Since the capture of Belgrade (1521), Ottoman forces have intensified their incursions towards Hungarian territories beyond the Danube, gradually establishing several posts on its left banks, while the Temes County and surrounding regions remained under the Hungarian rule. By 1536, the Banate of Lugos and Karansebes was established within the Eastern Hungarian Kingdom, as a military frontier towards the Ottomans. In the same time, local magnate Petar Petrović (d. 1557) emerged as a semi-autonomous governor of the region, balancing between Hungarians and Ottomans.

Upon the initial dissolution of the Eastern Hungarian Kingdom in the summer of 1551, much of its territories, including the Temes County and the surrounding regions, were integrated into the Habsburg Kingdom of Hungary, thus provoking the reaction of the Ottoman Empire, that invaded the region in the autumn of the same year, taking several cities, but not being able to conquer Temeşvar.

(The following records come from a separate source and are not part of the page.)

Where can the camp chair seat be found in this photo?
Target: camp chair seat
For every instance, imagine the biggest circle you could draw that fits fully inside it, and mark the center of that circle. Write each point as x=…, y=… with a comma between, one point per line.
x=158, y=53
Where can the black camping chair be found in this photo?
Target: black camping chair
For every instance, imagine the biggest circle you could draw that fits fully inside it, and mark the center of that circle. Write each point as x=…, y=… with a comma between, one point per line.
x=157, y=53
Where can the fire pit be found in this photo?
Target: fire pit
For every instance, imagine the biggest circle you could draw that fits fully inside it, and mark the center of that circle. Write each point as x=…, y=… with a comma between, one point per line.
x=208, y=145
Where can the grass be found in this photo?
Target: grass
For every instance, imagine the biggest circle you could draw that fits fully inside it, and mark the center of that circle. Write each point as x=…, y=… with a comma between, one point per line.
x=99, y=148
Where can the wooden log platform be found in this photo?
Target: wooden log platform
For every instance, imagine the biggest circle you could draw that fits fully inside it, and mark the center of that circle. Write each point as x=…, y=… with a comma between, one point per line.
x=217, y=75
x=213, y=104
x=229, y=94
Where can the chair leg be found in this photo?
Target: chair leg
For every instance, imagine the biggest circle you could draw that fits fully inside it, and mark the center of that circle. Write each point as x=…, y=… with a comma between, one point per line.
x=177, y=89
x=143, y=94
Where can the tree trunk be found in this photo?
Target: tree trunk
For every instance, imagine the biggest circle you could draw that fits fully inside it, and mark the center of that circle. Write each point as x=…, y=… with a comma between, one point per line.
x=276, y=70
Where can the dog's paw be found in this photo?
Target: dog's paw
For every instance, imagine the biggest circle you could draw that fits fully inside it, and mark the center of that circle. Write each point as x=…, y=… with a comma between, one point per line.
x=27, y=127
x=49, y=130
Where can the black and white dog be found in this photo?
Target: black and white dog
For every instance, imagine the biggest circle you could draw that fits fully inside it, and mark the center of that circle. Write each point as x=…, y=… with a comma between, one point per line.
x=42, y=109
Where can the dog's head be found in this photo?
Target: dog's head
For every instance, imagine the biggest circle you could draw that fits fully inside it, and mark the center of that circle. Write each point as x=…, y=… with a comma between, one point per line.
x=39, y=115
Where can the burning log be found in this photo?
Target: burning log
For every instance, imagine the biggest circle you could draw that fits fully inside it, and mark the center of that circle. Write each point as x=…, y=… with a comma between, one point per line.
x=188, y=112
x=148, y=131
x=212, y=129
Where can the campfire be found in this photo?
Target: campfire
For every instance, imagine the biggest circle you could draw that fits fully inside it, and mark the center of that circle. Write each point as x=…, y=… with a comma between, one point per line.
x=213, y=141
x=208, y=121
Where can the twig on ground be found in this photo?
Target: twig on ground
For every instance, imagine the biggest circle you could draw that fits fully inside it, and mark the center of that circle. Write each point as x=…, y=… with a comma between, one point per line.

The Eyalet of Temeşvar was formed in 1552, when the Hungarian castle of Temesvár defended by the troop of István Losonczy was finally captured by the Ottoman troops led by Kara Ahmed Pasha on July 26, 1552.

The Eyalet was led by a vali (governor) or beylerbey (sometimes with position of pasha or vizir), whose residence was at the former Hunyadi Castle in Temeşvar (1552–1659 and 1693–1716), and also in Yanova (1659–1693).

It existed until 1716, when its territory was conquered by the Habsburg monarchy during the Austro-Turkish War (1716–1718). In 1718, the Habsburgs formed a new province in this region, named the Banat of Temeswar.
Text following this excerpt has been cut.